The booming labour market in Canada seems to have vanished, at least for now, as employment declined and the unemployment rate rose again in July. Whether it is the summer doldrums, a trained worker shortage or the beginning of a slower second-half economy is yet to be seen. But the news is troubling in the wake of the accelerating trade tensions between China and the US. The US-Sino trade war has already sideswiped Canada, and President Xi Jinping does not face an election. He is not backing down, despite threats of a 10% additional tariff on all Chinese imports to the US. Trump’s response to denounce China as a currency manipulator has no teeth, raising doubts of the White House claim that trade wars are easy to win.

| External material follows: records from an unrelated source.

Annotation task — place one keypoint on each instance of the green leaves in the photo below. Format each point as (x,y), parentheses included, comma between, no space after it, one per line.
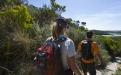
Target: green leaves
(18,16)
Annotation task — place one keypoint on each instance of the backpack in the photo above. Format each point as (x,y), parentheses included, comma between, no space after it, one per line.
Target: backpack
(86,50)
(48,58)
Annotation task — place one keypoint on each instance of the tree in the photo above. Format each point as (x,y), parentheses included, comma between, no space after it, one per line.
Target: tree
(83,23)
(17,16)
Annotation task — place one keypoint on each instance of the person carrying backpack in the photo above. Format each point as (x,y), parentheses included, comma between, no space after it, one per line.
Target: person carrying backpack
(88,48)
(67,50)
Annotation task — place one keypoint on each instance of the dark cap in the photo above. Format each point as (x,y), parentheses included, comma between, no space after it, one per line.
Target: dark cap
(61,20)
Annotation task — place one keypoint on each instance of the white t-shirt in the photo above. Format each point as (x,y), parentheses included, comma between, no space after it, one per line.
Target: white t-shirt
(67,50)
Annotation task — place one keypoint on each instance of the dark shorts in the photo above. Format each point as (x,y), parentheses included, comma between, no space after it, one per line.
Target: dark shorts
(88,67)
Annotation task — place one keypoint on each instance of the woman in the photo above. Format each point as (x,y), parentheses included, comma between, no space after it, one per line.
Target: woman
(59,28)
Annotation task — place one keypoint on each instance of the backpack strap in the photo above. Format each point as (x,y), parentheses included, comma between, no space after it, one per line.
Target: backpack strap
(62,39)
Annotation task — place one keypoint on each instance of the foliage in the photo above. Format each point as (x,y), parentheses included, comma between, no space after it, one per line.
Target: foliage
(17,16)
(118,72)
(76,35)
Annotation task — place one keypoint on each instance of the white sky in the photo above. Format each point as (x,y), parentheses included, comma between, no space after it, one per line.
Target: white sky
(98,14)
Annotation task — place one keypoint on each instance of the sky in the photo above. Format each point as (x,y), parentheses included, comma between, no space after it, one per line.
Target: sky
(98,14)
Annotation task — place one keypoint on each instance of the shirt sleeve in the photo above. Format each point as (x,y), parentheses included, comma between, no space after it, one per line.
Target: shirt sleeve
(71,49)
(96,48)
(79,46)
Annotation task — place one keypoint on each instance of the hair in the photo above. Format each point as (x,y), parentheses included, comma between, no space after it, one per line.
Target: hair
(57,28)
(89,34)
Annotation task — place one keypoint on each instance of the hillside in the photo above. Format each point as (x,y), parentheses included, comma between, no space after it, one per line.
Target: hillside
(106,32)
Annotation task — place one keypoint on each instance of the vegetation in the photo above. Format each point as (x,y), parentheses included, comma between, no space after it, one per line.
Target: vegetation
(24,27)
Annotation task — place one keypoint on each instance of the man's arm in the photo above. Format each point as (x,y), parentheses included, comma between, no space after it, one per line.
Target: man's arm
(98,57)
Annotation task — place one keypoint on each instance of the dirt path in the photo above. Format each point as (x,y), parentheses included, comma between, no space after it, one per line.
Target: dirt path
(110,69)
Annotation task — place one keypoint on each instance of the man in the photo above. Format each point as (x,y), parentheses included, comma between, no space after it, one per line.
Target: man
(89,64)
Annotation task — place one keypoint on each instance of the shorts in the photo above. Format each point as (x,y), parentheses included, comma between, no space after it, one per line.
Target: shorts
(88,67)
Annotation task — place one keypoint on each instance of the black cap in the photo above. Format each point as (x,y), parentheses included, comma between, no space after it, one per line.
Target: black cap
(62,20)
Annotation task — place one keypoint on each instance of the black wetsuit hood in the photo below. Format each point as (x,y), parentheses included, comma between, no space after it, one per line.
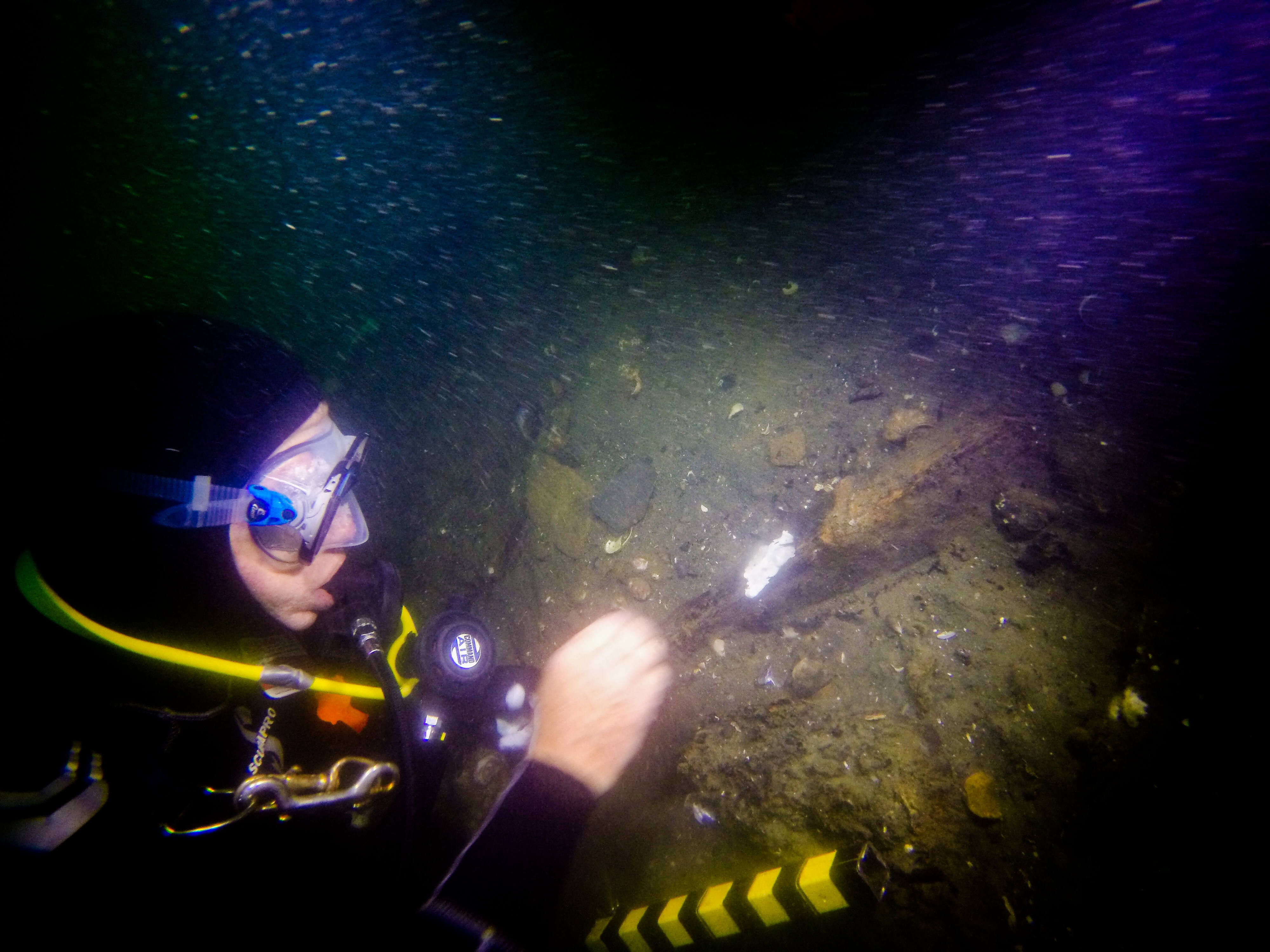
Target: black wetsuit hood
(166,395)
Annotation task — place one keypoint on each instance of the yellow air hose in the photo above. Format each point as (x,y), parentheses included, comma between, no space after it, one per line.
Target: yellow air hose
(54,607)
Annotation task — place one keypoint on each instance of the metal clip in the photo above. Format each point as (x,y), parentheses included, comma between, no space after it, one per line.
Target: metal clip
(288,793)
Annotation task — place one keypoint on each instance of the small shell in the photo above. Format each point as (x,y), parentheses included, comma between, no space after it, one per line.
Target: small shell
(617,545)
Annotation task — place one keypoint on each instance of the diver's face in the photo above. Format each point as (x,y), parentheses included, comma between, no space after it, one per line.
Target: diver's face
(291,592)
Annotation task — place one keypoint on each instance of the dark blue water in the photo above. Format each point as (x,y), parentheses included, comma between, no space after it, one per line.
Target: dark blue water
(443,206)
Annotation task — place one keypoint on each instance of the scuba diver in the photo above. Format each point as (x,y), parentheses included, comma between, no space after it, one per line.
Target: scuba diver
(219,700)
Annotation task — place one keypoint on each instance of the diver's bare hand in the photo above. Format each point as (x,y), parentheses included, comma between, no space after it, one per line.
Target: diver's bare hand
(598,699)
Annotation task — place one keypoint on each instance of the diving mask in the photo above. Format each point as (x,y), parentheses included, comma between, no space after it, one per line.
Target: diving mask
(299,503)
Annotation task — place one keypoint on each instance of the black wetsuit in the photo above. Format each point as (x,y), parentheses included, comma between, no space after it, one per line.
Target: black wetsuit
(162,734)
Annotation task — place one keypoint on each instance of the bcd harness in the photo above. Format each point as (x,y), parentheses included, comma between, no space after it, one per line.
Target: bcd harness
(351,783)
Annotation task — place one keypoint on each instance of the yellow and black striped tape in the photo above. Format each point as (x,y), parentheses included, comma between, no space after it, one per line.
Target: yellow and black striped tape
(787,894)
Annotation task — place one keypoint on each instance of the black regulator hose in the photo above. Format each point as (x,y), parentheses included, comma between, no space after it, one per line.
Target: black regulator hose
(366,634)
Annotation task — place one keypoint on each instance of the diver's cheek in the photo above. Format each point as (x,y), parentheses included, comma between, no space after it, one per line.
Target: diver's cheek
(318,574)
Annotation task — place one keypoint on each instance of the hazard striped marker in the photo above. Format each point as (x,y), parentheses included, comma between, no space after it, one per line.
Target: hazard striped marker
(792,894)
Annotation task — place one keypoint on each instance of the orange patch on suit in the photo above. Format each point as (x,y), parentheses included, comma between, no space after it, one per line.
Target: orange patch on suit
(338,709)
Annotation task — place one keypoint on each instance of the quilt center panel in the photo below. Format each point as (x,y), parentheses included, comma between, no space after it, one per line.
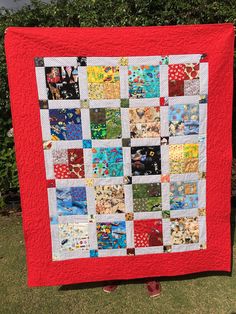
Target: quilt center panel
(124,142)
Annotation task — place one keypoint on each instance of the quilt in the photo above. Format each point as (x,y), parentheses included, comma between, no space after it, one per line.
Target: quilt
(123,146)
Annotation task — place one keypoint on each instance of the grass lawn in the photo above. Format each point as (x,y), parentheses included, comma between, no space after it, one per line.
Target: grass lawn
(206,293)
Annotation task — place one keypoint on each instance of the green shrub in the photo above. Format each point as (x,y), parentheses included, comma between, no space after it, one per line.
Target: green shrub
(93,13)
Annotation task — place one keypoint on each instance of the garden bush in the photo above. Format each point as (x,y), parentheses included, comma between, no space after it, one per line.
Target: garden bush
(90,13)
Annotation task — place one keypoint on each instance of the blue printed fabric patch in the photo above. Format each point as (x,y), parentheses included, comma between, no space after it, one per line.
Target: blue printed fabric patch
(111,235)
(65,124)
(183,195)
(144,81)
(71,201)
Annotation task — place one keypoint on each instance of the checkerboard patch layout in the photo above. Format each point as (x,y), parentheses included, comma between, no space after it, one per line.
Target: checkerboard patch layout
(124,142)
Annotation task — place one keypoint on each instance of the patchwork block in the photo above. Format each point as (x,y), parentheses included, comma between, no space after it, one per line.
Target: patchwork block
(124,153)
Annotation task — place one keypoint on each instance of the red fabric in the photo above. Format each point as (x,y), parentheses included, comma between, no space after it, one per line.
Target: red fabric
(22,46)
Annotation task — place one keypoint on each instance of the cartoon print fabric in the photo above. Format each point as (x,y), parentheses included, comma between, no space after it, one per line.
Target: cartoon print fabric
(124,143)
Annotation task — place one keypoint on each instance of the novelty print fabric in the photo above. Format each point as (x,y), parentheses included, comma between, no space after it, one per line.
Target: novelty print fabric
(125,153)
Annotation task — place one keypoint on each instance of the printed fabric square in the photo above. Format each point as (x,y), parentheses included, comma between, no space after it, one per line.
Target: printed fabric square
(144,122)
(184,230)
(103,82)
(183,195)
(111,235)
(144,81)
(65,124)
(183,119)
(73,236)
(105,123)
(62,82)
(183,158)
(107,162)
(71,201)
(147,197)
(146,160)
(110,199)
(148,233)
(183,79)
(68,163)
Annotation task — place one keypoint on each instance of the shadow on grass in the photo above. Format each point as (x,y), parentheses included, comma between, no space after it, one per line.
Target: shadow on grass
(100,284)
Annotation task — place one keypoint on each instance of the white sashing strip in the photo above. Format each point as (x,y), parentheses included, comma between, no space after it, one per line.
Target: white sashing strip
(112,252)
(144,102)
(164,87)
(188,58)
(130,234)
(146,179)
(52,201)
(191,212)
(145,141)
(166,226)
(127,161)
(55,242)
(110,217)
(63,183)
(164,113)
(108,181)
(62,104)
(83,82)
(185,247)
(105,61)
(185,139)
(165,159)
(128,198)
(144,60)
(41,83)
(147,215)
(104,103)
(183,177)
(165,196)
(91,205)
(79,253)
(107,143)
(202,193)
(202,229)
(57,145)
(85,121)
(183,100)
(124,86)
(125,123)
(92,231)
(45,124)
(148,250)
(60,61)
(204,78)
(49,164)
(202,118)
(202,156)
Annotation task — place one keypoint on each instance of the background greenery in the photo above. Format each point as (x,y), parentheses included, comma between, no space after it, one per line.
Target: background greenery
(92,13)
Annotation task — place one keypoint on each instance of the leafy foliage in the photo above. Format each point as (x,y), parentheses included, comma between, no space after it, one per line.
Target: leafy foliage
(92,13)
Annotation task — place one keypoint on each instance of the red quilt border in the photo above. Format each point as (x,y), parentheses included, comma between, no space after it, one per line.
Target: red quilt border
(22,46)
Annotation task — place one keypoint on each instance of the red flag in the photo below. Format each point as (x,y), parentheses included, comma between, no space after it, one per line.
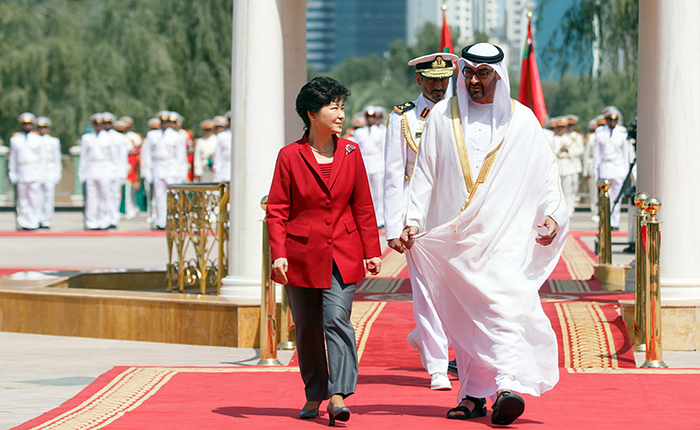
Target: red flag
(530,93)
(446,37)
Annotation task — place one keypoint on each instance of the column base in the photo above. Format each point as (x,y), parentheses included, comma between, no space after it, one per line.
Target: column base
(680,324)
(612,278)
(246,288)
(242,288)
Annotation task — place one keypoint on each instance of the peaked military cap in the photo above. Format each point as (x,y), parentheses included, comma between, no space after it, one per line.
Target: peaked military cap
(438,65)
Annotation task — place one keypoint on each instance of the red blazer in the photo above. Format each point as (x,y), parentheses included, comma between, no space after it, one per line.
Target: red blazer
(312,223)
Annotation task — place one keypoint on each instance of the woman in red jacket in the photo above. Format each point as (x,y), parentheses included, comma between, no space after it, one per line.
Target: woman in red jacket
(323,239)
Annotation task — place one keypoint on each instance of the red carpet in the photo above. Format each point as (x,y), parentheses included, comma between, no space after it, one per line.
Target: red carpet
(79,233)
(599,388)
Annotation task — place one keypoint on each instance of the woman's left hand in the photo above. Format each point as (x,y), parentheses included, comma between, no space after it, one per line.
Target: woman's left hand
(373,265)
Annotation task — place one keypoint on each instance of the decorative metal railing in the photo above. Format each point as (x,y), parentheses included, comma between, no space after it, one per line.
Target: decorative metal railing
(197,230)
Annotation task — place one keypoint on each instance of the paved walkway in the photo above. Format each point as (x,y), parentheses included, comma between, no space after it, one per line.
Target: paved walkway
(40,372)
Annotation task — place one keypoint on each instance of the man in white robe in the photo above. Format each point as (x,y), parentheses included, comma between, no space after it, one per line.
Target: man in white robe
(486,198)
(403,137)
(163,162)
(26,170)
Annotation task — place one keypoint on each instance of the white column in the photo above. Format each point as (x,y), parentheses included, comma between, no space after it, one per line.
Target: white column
(668,151)
(259,108)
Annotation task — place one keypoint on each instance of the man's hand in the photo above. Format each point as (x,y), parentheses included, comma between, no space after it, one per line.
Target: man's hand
(407,235)
(552,227)
(280,267)
(396,245)
(373,265)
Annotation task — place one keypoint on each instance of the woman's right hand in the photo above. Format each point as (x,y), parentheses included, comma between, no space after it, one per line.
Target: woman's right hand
(280,267)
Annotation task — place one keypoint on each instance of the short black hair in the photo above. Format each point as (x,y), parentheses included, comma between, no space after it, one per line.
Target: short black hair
(317,93)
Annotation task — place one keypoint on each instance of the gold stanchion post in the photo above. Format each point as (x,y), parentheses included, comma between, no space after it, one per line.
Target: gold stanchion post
(639,339)
(286,325)
(654,354)
(268,306)
(604,240)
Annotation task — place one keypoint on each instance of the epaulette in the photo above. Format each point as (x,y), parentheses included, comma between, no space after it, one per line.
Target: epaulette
(401,109)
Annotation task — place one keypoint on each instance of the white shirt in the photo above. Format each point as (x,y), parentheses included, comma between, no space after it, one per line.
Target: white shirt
(399,161)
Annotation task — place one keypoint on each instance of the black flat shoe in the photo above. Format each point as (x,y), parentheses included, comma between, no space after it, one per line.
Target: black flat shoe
(340,414)
(507,408)
(308,414)
(479,410)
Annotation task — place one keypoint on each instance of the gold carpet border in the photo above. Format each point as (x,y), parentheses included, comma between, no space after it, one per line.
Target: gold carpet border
(363,316)
(578,261)
(124,393)
(586,336)
(380,285)
(568,286)
(637,370)
(393,264)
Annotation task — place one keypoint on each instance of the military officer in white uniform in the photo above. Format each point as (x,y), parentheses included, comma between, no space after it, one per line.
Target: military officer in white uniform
(52,167)
(96,173)
(26,171)
(403,138)
(119,166)
(568,151)
(163,162)
(611,156)
(204,149)
(222,154)
(370,138)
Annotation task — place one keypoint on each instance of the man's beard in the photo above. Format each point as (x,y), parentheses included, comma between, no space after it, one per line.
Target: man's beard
(476,95)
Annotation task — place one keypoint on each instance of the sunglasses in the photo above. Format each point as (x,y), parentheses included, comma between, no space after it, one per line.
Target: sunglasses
(480,73)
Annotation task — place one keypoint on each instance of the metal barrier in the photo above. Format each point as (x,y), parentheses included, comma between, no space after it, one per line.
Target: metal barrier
(197,221)
(639,338)
(653,288)
(268,305)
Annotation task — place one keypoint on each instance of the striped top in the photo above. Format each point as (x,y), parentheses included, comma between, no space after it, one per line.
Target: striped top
(326,170)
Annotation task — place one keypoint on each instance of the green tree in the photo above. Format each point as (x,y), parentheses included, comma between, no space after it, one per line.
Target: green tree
(67,59)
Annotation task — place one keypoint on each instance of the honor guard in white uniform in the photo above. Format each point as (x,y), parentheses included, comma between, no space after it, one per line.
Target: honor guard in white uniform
(96,173)
(133,180)
(26,171)
(370,138)
(403,137)
(204,149)
(52,168)
(222,154)
(119,167)
(588,166)
(611,158)
(568,152)
(153,124)
(163,162)
(577,138)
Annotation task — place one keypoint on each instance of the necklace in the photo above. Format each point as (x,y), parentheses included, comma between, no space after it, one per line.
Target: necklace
(322,152)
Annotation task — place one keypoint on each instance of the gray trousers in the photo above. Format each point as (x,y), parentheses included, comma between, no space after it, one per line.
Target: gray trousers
(317,312)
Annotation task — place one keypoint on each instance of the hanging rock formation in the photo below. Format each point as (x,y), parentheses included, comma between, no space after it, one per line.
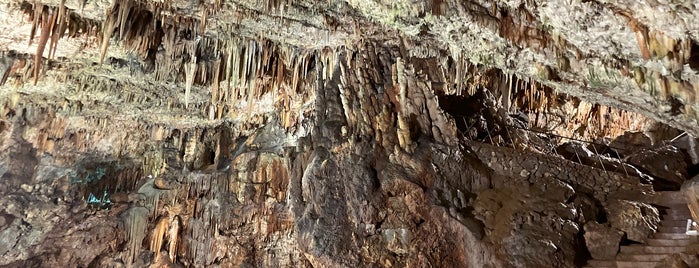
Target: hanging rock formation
(352,133)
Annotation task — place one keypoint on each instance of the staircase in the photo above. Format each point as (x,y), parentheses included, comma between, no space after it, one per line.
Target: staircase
(669,239)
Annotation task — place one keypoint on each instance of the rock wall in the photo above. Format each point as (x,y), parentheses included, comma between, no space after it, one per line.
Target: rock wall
(367,145)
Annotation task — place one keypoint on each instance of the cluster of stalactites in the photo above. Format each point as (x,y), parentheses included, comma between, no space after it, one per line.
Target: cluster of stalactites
(140,25)
(53,24)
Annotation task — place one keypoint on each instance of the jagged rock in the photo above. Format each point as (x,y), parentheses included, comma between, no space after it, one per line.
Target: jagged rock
(327,133)
(673,261)
(690,191)
(637,220)
(602,241)
(630,143)
(666,163)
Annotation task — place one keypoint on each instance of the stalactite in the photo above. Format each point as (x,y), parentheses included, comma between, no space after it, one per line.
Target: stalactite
(46,19)
(58,29)
(190,71)
(107,30)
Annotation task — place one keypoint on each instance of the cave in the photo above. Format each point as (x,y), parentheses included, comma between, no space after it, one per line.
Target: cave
(349,133)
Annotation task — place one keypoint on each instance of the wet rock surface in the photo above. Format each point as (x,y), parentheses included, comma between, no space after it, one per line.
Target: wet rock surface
(336,133)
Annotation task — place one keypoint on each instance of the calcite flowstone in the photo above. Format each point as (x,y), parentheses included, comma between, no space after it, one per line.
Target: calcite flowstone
(602,241)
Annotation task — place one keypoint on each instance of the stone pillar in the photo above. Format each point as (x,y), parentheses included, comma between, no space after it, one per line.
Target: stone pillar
(690,190)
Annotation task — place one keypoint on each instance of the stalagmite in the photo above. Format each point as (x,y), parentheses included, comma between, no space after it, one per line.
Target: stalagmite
(161,227)
(136,221)
(173,236)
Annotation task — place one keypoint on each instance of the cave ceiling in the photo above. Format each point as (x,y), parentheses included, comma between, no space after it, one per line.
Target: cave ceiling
(635,55)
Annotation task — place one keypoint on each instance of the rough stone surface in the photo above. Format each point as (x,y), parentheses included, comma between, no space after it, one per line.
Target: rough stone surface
(636,219)
(602,241)
(359,133)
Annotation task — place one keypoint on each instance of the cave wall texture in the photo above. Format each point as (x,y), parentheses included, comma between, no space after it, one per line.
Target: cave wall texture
(295,133)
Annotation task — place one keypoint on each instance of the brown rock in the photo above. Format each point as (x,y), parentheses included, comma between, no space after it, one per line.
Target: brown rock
(637,220)
(673,261)
(602,241)
(666,164)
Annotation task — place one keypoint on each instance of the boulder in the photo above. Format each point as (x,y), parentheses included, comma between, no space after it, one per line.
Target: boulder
(602,241)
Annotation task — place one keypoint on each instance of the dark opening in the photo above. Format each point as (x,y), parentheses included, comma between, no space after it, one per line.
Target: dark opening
(694,56)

Agriculture and manufacturing in Canada, China, the US and the rest of the world have already been hard hit. Businesses spending on capital equipment and software has slowed dramatically in the face of so much uncertainty. The global economy has slowed, and bond yields around the world have fallen sharply as money is moving to the safe havens of government bonds and gold. Yield curves in Europe and the US are now inverted, which is often a sign of coming recession.
In Canada this week, the 10-year government bond yield fell to 1.22% compared to 1.58% one month ago and 2.33% one year ago. The 5-year bond yield is also at 1.22%, down a whopping 14 basis points in one week. The best 5-year fixed mortgage rate has now dropped to roughly 2.30%, although borrowers still have to qualify at the Bank of Canada posted rate of 5.19%.
Consumer spending has held up, and housing activity is strengthening in Canada and the US. But if the economy slows and job markets weaken further, it is only a matter of time before households tighten their belts.
Canada’s labour market lost 24,200 jobs in July according to Statistics Canada, versus expectations for a gain of 15,000. That follows a decline of 2,200 jobs in June. The unemployment rate rose to 5.7%, a second monthly increase after reaching a 40-year low of 5.4% in May. Hours worked on a year-over-year basis slowed sharply, and the number of people employed by private sector companies plunged by the most since the last recession.
One of the few positive signs was accelerating wages, with hourly pay up 4.5% in July from a year ago (see chart below). That’s the most robust annual pay rise in a decade. Another area of strength was the construction sector, which recorded a 25,000 gain in employment.
Bottom Line: The disappointing jobs report and the broadening trade tensions will likely spur the notion that a Bank of Canada rate cut is coming. Accelerating wages might delay such a move. But if the global economy continues to slow, the Bank might add its name to the very long list of central bank rate cuts, which now includes the Fed. What has changed from my view just last week that the BoC would be on hold for the rest of the year is the widening trade war and the back-to-back slowdown in our jobs market.